I notice that nobody has bothered to define “forgiveness.”
Some years ago, someone advised me that I had a problem with forgiveness that I ought to take a look at. I realized, when I really looked at it, that I really didn’t know exactly what the word meant. I started reading books, essays—everyone seemed to have a different understanding of what it meant...
In the NT, the Greek word most often translated as forgiveness is aphiemi, which means to let go, to release, to set free—in other Greek writings, it can even mean divorce. apoluo is the word next most often rendered as forgiveness, and has similar meanings, with the added connotation of “throwing forth” (and is, in context, also translated as “divorce” ).
So, to pick one word, forgiveness means to release. Release of enmity, say. Letting go of anger, or a grudge, or your right to “get even.” Reconciliation is a whole other matter, and may or may not be desirable or possible. Whether or not the forgiveness is communicated, and whether it is wise to do so, is also another question.
Forgiveness may really have little to do with the other person at all. Suppose, for example, that someone says they forgive you for something about which, upon honest examination, you do not judge yourself guilty, or in need of forgiveness, at all. It still may be a “releasing” that is necessary for that person’s well-being. So, perhaps you just let it be.

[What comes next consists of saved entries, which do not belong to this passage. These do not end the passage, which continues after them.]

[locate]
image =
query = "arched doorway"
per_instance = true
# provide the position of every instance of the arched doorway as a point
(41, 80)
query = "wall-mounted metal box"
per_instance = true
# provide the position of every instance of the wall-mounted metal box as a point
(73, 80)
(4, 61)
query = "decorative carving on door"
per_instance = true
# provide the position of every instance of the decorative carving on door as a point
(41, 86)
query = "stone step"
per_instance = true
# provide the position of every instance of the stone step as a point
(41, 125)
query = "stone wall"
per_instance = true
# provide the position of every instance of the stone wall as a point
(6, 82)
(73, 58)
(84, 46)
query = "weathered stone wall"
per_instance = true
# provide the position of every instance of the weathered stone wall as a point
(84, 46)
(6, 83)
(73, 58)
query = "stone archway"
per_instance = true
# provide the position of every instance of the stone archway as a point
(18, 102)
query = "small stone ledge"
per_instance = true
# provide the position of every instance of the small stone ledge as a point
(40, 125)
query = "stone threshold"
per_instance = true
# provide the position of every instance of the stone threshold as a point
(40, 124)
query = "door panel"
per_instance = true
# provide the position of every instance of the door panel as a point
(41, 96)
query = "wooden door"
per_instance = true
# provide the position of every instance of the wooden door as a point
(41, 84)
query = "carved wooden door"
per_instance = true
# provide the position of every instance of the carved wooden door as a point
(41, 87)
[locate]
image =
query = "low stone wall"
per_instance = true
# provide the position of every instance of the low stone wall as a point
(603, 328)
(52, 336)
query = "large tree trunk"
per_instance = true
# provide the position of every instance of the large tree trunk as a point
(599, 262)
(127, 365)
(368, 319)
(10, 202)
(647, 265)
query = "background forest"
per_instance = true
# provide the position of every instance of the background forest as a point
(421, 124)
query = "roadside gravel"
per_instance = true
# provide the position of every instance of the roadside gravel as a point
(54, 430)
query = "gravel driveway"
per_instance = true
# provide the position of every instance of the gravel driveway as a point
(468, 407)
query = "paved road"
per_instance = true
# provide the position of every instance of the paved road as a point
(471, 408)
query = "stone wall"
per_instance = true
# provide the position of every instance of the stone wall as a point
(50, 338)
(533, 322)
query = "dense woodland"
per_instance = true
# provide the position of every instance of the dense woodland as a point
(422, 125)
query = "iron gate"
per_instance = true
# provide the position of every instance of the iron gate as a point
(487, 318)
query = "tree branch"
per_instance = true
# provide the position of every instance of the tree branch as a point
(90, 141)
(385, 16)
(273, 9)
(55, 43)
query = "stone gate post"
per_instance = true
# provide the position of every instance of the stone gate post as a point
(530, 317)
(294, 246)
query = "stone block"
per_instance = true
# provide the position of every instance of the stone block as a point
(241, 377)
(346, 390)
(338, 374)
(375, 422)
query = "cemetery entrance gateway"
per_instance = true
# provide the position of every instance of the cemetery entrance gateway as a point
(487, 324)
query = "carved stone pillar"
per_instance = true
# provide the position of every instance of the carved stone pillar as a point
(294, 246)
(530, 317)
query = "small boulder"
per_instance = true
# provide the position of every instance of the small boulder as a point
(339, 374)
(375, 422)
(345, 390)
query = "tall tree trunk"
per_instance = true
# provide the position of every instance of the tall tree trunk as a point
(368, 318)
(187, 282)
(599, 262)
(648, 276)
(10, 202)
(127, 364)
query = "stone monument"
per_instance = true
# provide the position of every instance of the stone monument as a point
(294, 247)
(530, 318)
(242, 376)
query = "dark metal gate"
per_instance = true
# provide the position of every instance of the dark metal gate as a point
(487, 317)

But if forgiveness is release of attitudes that cause destructive inner turmoil, it is certainly rational to “let it go.” In Buddhist jargon, the “first noble truth” is that in life there is anguish (suffering). The “second noble truth” is that anguish is ultimately caused by clinging, clutching, grasping. The “third noble truth” is that there is a way to escape anguish. The “fourth noble truth” is that the way to escape anguish is following the eightfold path—which is too many “folds” for me to ever keep track of. But, if forgiveness means exactly the opposite of clinging/clutching/grasping, then the radicality of the Christian concept certainly has a kind of “Zen” ring to it.

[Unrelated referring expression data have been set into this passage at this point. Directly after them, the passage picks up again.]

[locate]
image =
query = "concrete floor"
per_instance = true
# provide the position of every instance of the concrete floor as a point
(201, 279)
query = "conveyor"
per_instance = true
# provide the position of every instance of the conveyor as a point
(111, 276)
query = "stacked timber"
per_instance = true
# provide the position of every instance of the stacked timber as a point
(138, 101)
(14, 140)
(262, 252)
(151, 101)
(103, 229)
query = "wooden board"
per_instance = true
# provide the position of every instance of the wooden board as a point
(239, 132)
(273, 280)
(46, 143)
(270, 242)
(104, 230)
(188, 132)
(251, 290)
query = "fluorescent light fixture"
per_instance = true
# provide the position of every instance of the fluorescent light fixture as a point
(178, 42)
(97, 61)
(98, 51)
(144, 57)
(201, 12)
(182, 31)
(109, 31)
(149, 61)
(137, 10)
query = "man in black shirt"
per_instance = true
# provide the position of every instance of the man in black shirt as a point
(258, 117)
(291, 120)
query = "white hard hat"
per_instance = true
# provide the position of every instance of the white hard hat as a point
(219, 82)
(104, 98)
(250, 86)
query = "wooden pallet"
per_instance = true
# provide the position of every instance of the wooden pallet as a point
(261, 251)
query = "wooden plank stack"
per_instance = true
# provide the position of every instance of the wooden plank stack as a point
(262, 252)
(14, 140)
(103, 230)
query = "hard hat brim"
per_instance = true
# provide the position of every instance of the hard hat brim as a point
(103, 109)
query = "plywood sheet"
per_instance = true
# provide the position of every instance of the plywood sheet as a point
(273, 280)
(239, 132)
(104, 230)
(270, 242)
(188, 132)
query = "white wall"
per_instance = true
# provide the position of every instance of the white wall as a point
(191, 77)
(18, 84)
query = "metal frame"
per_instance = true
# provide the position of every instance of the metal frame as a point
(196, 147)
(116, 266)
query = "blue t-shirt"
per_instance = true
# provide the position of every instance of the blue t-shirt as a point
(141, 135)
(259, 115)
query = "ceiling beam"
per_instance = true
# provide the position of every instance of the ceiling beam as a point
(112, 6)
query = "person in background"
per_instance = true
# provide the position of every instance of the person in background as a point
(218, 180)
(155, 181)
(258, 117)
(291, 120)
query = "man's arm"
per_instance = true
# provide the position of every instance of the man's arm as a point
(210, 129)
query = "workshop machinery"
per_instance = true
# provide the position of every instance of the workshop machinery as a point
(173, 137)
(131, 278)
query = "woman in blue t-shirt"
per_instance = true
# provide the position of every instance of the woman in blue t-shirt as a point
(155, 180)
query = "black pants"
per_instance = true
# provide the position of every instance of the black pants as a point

From that perspective (which is mine), the discipline of forgiveness is the discipline of letting go of whatever it is you clutch at (or that seems to clutch at you) that causes anguish—and may lead you to think that you can escape from that anguish by imposing it on someone else. Jesus’ message (in part)—and the Buddha’s too (in part)—was that God (or the Tao or the universe, in the Buddhist view) does not cling to your errors and failures (moral or otherwise: the real, literal meaning of the word “sin” ), nor insist that you do either.
The discipline of forgiveness does not mean that I will not protect myself, or those in my care, from the actions of others. It simply means that I will not participate in the cycle of anguish (which I call the “soap opera” ), my own or another’s—neither to make another’s my own, nor to lay my own on another, nor to insist to myself that I cling to my own. Ivanhoe knows as well as anyone that my discipline is not perfect. As Ivanhoe also knows, sinking into the anguish of despair at failure is, in a sense, the worse sin: because it keeps you in the cycle. Perfectionism is, in either Christian or Buddhist terms, a kind of “faithlessness.”
So, for me, based on my understanding of the term, forgiveness is eminently rational—passivity or response in the face of another’s actions, or maintaining a relationship despite another’actions, are totally different matters.